Wednesday, March 26, 2014

Serializing EAC-CPF into CIDOC CRM

xEAC supports a fairly rudimentary RDF/XML output by appending '.rdf' onto a URI for an entity. There is an RDF ontology based on EAC-CPF, but I am not sure it has seen wide usage (it will eventually be implemented in xEAC, regardless). The RDF model employed in xEAC out of the box is little more than a proof of concept, a placeholder until a more standard model emerges from the archival community. It is based slightly on Aaron Rubinstein's arch ontology and contains little more than labels for name entries, relations (from CPF relations that contain an RDF predicate in the @xlink:arcole), and a dcterms:abstract derived from the EAC-CPF abstract element.

There has been some use of CIDOC CRM to model people. Much of this work has been done by Michele Pasin and John Bradley at King's College London (see their paper). I am heading to London next week for the first meeting of the Standards for Networking Ancient Prosopographies project, and I suspect I will hear much more about their work in this regard there. In order to reach the broadest audience, I am making EAC-CPF data available through xEAC, serialized into CIDOC CRM. This is no easy task, but I have gotten the ball rolling a little bit. I will make more progress once I learn more about the model at the SNAP meeting.

The great advantage of the CRM is that since it is very generalizable, it can be used to model anything. This is a double edged sword, however, since it can be so generalizable that a complicated model is sometimes necessary to communicate a relatively simple concept.

Exist Dates

In EAC-CPF, the date range of existence occupies about four lines of XML, and the @standardDate, @notBefore, and @notAfter attributes communicate ISO standard dates and some semantic certaintly (or uncertainty). These can be modeled in CRM, but in a more complicated fashion. First, a person (or family or organization) was P92i_was_brought_into_existence_by an E63_Beginning_of_Existence which P4_has_time-span designated by a E52_Time-Span which has a human-readable rdfs:label and machine readable P82a_begin_of_the_begin and P82a_end_of_the_begin. @notBefore is P82a_begin_of_the_begin and @notAfter is P82a_end_of_the_begin. That's for a eac:fromDate. An eac:toDate has all of this stuff in a slightly different manner, with End_of_Existence and begin_of_the_end and end_of_the_end. The creation and end of an event can have a place as well, but there are some difficulties in translating birth and death places from EAC-CPF into CRM in this regard.
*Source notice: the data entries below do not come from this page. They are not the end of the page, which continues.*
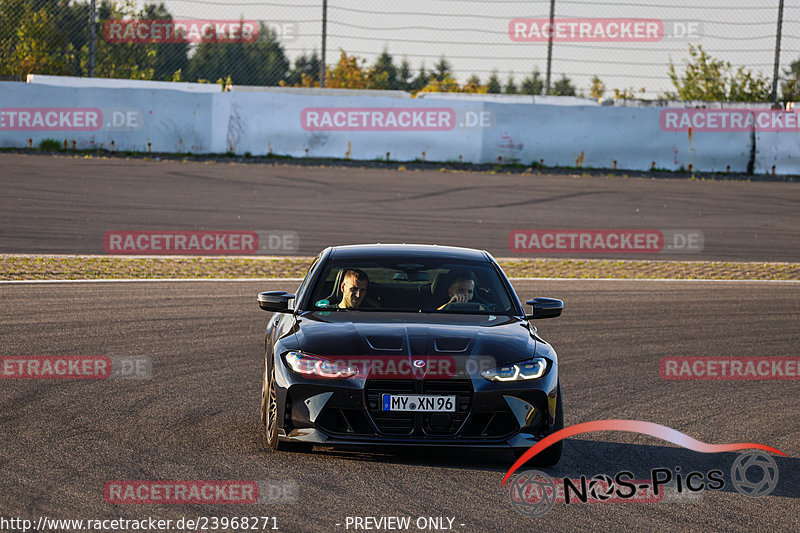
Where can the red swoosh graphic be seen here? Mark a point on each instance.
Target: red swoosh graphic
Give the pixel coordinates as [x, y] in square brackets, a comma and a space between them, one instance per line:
[647, 428]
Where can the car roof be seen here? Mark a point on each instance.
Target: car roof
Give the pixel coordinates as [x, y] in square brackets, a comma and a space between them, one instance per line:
[369, 251]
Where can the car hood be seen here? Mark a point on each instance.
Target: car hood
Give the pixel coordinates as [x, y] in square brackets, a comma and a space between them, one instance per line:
[356, 333]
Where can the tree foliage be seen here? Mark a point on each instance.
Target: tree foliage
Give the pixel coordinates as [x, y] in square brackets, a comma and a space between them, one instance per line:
[790, 88]
[563, 87]
[708, 79]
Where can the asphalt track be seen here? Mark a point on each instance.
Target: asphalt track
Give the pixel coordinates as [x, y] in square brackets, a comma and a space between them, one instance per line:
[66, 205]
[197, 418]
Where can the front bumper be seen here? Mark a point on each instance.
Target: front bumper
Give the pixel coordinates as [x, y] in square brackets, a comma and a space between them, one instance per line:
[347, 412]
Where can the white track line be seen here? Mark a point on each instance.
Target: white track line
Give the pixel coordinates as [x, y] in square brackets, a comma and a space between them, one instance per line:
[179, 280]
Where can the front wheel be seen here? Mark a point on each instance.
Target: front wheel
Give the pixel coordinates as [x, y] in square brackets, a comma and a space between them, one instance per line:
[269, 416]
[269, 410]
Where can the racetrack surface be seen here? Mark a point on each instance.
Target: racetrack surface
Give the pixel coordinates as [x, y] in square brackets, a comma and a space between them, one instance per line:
[62, 204]
[197, 418]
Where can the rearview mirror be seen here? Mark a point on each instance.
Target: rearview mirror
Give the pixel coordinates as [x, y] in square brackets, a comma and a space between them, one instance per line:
[545, 308]
[275, 301]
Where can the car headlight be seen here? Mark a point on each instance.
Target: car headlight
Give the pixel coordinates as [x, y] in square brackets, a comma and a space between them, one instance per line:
[311, 365]
[533, 369]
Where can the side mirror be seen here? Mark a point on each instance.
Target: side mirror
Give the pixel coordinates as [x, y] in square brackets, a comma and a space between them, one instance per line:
[275, 301]
[545, 308]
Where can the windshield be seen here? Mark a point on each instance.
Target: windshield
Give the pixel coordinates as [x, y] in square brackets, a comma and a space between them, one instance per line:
[418, 285]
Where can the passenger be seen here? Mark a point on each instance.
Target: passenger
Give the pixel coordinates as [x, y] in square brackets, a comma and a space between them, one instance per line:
[461, 290]
[354, 289]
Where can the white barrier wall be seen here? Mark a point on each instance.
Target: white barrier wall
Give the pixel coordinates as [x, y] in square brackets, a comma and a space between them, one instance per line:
[133, 119]
[368, 126]
[599, 136]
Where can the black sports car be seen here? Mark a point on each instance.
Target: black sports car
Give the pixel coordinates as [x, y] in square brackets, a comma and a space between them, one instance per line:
[408, 345]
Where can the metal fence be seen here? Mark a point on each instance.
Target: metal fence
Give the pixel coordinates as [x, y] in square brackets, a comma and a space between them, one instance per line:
[501, 45]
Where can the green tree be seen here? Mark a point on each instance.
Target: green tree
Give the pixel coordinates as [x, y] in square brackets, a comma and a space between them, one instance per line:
[493, 85]
[385, 63]
[32, 40]
[598, 88]
[305, 72]
[421, 80]
[533, 84]
[708, 79]
[404, 76]
[511, 87]
[259, 63]
[170, 57]
[563, 87]
[442, 69]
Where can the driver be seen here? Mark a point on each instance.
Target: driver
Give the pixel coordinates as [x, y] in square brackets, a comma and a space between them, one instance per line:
[461, 290]
[354, 289]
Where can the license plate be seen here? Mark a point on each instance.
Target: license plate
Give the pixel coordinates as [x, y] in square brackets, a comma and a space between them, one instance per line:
[419, 402]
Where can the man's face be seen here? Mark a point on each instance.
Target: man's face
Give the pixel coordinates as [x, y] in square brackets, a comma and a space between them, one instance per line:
[464, 288]
[353, 292]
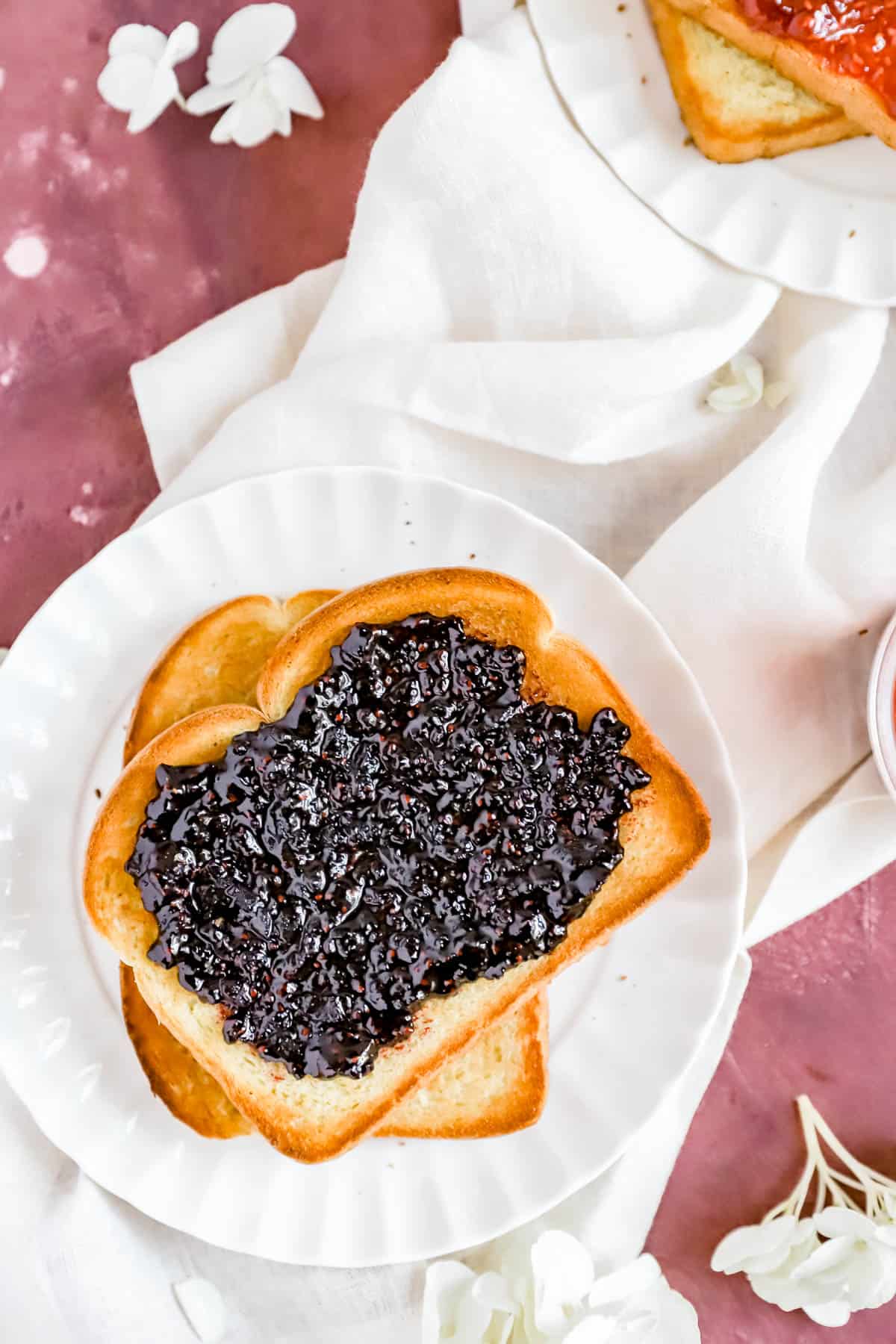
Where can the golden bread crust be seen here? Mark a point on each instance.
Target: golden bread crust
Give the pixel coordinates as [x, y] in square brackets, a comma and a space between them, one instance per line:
[755, 127]
[857, 100]
[314, 1119]
[500, 1082]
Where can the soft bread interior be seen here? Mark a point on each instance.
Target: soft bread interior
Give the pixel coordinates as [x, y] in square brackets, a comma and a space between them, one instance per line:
[317, 1119]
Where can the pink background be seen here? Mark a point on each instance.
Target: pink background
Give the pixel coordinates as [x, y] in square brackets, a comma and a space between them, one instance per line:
[149, 235]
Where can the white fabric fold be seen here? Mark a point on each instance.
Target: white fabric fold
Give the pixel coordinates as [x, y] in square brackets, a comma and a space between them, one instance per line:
[511, 316]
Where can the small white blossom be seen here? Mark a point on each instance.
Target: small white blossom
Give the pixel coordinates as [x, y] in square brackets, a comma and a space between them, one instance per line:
[738, 386]
[139, 77]
[553, 1295]
[247, 74]
[761, 1248]
[841, 1260]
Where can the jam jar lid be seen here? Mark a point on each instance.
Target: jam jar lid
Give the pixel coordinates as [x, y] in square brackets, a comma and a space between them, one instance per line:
[882, 707]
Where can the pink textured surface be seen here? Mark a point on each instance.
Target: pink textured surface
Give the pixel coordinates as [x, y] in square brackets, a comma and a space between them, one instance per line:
[149, 235]
[818, 1018]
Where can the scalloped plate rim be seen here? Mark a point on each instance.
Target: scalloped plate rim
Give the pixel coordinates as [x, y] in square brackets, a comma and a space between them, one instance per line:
[444, 1239]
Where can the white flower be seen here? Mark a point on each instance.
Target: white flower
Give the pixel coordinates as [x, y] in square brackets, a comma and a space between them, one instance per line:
[465, 1307]
[139, 75]
[738, 385]
[857, 1263]
[836, 1263]
[761, 1248]
[247, 74]
[561, 1275]
[553, 1295]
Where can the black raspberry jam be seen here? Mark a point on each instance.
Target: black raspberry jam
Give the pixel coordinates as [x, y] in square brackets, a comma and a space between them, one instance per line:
[410, 823]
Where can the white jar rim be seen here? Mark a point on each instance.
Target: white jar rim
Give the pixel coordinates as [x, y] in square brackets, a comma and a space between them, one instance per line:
[882, 707]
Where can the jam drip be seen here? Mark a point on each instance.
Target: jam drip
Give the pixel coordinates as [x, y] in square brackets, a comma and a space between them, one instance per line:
[849, 37]
[410, 823]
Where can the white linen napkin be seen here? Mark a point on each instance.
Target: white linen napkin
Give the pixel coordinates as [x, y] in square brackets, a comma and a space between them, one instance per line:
[509, 316]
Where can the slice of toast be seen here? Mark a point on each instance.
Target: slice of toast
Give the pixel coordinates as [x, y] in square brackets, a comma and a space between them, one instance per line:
[738, 108]
[798, 62]
[500, 1082]
[317, 1119]
[496, 1086]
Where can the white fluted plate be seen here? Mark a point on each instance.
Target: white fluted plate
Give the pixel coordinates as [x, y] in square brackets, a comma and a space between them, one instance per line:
[625, 1021]
[820, 221]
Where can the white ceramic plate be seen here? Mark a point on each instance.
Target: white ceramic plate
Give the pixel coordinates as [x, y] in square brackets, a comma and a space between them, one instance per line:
[820, 221]
[625, 1021]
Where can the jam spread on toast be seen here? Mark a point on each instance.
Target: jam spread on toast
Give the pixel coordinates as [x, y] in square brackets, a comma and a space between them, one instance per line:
[853, 38]
[410, 823]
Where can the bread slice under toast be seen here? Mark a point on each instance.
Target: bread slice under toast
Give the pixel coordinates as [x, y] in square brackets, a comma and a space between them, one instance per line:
[496, 1086]
[738, 108]
[860, 102]
[316, 1119]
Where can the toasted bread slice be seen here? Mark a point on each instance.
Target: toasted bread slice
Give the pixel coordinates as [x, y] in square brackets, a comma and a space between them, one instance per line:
[738, 108]
[316, 1119]
[790, 58]
[497, 1086]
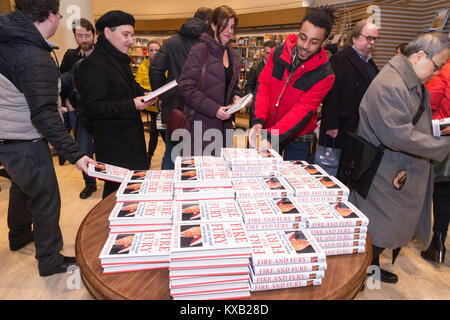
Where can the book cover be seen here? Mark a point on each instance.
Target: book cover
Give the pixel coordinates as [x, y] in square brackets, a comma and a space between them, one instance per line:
[141, 213]
[136, 248]
[130, 190]
[209, 240]
[262, 210]
[289, 247]
[258, 187]
[206, 211]
[317, 186]
[333, 214]
[107, 172]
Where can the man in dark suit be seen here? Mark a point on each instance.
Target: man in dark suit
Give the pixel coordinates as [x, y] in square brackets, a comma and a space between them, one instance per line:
[84, 33]
[354, 70]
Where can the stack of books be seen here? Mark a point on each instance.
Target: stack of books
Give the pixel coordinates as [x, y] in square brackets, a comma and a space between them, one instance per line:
[285, 259]
[338, 227]
[126, 252]
[262, 214]
[141, 217]
[242, 163]
[209, 260]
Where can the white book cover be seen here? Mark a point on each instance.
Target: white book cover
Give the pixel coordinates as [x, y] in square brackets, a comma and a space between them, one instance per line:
[333, 214]
[210, 194]
[288, 268]
[262, 210]
[272, 187]
[278, 247]
[244, 294]
[244, 156]
[107, 172]
[144, 191]
[209, 240]
[284, 284]
[317, 186]
[141, 213]
[142, 175]
[136, 248]
[198, 281]
[286, 276]
[206, 211]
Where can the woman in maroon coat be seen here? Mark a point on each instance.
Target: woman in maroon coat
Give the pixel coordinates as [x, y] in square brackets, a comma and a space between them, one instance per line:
[219, 87]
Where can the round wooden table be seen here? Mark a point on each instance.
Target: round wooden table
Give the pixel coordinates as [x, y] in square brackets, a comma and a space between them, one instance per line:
[343, 278]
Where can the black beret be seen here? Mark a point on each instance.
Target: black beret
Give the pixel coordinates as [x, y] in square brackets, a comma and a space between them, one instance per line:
[113, 19]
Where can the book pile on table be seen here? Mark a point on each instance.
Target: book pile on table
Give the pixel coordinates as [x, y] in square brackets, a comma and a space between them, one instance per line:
[124, 252]
[338, 227]
[285, 259]
[209, 261]
[261, 214]
[242, 163]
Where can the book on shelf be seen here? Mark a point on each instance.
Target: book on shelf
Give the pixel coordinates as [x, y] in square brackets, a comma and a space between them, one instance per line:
[284, 247]
[150, 175]
[278, 277]
[209, 241]
[208, 193]
[107, 172]
[198, 281]
[141, 213]
[153, 94]
[150, 190]
[333, 214]
[254, 187]
[135, 248]
[188, 212]
[273, 210]
[284, 284]
[317, 186]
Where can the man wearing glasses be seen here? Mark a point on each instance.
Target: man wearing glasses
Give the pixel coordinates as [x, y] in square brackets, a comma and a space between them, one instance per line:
[354, 70]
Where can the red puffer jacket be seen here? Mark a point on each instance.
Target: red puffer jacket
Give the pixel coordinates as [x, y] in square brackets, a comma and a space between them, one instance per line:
[439, 88]
[288, 102]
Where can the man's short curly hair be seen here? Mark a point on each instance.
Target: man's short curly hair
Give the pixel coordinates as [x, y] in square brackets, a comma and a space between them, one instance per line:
[37, 10]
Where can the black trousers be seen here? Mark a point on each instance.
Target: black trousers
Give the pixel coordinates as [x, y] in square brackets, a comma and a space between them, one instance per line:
[441, 207]
[34, 199]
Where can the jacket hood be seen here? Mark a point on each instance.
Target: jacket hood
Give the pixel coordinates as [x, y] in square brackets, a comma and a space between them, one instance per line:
[16, 28]
[193, 28]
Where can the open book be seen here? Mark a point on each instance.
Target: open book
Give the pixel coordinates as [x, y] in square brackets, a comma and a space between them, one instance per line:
[157, 92]
[241, 103]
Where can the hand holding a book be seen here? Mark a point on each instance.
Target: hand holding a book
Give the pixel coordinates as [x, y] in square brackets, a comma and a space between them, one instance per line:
[141, 105]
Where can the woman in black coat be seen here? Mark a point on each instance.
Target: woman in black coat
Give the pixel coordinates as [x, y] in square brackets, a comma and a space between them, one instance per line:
[112, 98]
[220, 85]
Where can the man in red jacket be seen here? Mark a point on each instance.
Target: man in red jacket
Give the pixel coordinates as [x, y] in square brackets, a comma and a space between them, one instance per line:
[292, 85]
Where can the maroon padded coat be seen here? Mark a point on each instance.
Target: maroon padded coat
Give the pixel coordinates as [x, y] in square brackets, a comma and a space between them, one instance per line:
[205, 101]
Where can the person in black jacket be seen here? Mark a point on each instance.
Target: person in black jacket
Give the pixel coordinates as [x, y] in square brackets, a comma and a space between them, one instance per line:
[28, 119]
[253, 76]
[84, 34]
[112, 98]
[171, 58]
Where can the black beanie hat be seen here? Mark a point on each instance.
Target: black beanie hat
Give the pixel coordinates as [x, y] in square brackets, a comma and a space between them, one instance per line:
[113, 19]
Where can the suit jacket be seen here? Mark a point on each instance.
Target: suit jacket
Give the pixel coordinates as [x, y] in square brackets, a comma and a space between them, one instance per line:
[340, 108]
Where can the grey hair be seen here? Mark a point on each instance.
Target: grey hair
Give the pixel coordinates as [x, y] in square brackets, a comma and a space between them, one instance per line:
[432, 43]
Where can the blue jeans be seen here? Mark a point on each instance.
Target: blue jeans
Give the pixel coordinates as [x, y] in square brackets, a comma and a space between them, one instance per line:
[297, 151]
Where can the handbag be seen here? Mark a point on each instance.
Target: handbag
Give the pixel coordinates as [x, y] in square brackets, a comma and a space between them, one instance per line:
[328, 157]
[360, 159]
[180, 119]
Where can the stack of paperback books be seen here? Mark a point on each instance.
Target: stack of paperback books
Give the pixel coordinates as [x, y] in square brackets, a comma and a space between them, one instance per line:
[338, 227]
[141, 217]
[285, 259]
[126, 252]
[243, 163]
[271, 214]
[209, 260]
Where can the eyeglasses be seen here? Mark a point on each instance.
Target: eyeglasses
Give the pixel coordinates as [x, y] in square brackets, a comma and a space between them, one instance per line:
[370, 38]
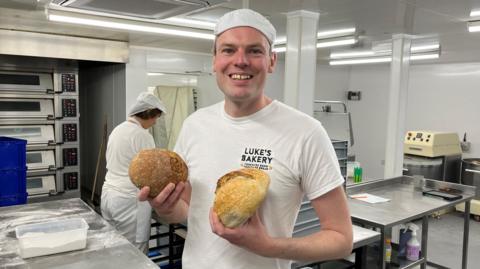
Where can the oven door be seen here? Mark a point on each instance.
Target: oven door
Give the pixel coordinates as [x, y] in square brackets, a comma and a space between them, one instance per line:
[41, 160]
[25, 82]
[26, 108]
[38, 185]
[34, 134]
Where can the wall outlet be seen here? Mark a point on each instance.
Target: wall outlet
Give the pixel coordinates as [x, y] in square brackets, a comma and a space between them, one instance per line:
[354, 95]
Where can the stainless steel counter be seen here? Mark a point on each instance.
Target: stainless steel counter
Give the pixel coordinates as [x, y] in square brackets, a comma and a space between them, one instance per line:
[105, 249]
[406, 204]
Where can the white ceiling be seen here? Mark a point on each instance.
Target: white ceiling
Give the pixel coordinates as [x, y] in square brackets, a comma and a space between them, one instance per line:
[376, 20]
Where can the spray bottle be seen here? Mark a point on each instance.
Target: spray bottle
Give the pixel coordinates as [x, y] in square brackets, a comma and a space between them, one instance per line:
[413, 246]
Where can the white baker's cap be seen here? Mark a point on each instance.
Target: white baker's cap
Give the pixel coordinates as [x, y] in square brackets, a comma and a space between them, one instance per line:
[146, 101]
[246, 17]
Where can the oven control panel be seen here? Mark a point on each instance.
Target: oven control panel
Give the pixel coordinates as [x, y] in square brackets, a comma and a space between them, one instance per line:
[69, 107]
[69, 132]
[70, 157]
[70, 180]
[68, 83]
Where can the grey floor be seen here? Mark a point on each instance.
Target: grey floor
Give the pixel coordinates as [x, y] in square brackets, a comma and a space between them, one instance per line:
[445, 239]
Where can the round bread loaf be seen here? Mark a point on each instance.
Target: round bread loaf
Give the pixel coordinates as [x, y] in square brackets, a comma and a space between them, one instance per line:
[239, 194]
[156, 168]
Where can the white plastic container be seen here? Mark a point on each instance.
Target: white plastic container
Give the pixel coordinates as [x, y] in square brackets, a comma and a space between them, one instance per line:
[51, 237]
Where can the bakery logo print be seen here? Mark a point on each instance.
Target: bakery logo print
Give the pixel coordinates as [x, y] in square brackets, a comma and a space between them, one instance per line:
[257, 158]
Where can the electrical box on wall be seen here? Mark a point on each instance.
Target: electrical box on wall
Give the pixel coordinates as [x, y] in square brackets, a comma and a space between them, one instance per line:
[354, 95]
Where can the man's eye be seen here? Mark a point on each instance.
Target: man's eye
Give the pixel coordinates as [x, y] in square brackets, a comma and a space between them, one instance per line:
[227, 50]
[256, 51]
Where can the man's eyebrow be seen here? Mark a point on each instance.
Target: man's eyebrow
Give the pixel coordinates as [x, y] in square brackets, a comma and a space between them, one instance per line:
[226, 45]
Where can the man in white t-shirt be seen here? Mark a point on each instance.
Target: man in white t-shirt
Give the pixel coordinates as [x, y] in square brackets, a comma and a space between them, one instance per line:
[248, 129]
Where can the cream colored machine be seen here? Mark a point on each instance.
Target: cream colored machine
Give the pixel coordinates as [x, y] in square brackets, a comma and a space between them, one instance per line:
[431, 144]
[435, 155]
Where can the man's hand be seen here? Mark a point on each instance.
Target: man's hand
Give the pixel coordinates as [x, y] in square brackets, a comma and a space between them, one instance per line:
[251, 235]
[166, 201]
First, the semantic of an exist date is a bit fuzzy. By definition the existDates are "The dates of existence of the entity being described, such as dates of establishment and dissolution for corporate bodies and dates of birth and death or flourit for persons." The only way to determine between the birth and death dates of a person and the flourit is by using the localType attribute, and the values of @localType may vary from project to project. Therefore, if the entity being described is a person and the existDates are of his or her birth and death, then I should be using properties related to E67_Birth instead of the more generic E63_Beginning_of_Existence (of which E67_Birth is a subclass). Instead, I must opt for the more generic class. The same goes for organizations. Ultimately, the solution to this problem is to implement in the xEAC editing interface a checkbox for inserting a @localType designating whether the existDates are of the life or flourit of the person or organization (e.g., @localType='xeac:birth' or 'xeac:death'). The same goes for the place of birth or death. That way the XSLT stylesheets can read the system-based localType attribute and construct the CIDOC CRM model accordingly, and allow for variation between the exist dates for persons or corporate bodies.

This is something I will continue to wrestle with over the coming weeks, but eventually I hope to have a fully compatible crosswalk between EAC-CPF and both CIDOC CRM and TEI. CRM includes properties for relating children with parents, but arguably these types of relationships should be maintained in a separate ontology build specifically for relations. In fact, there could be many relationship ontologies, depending on the needs of the project. This I am sure will be a topic of discussion at SNAP.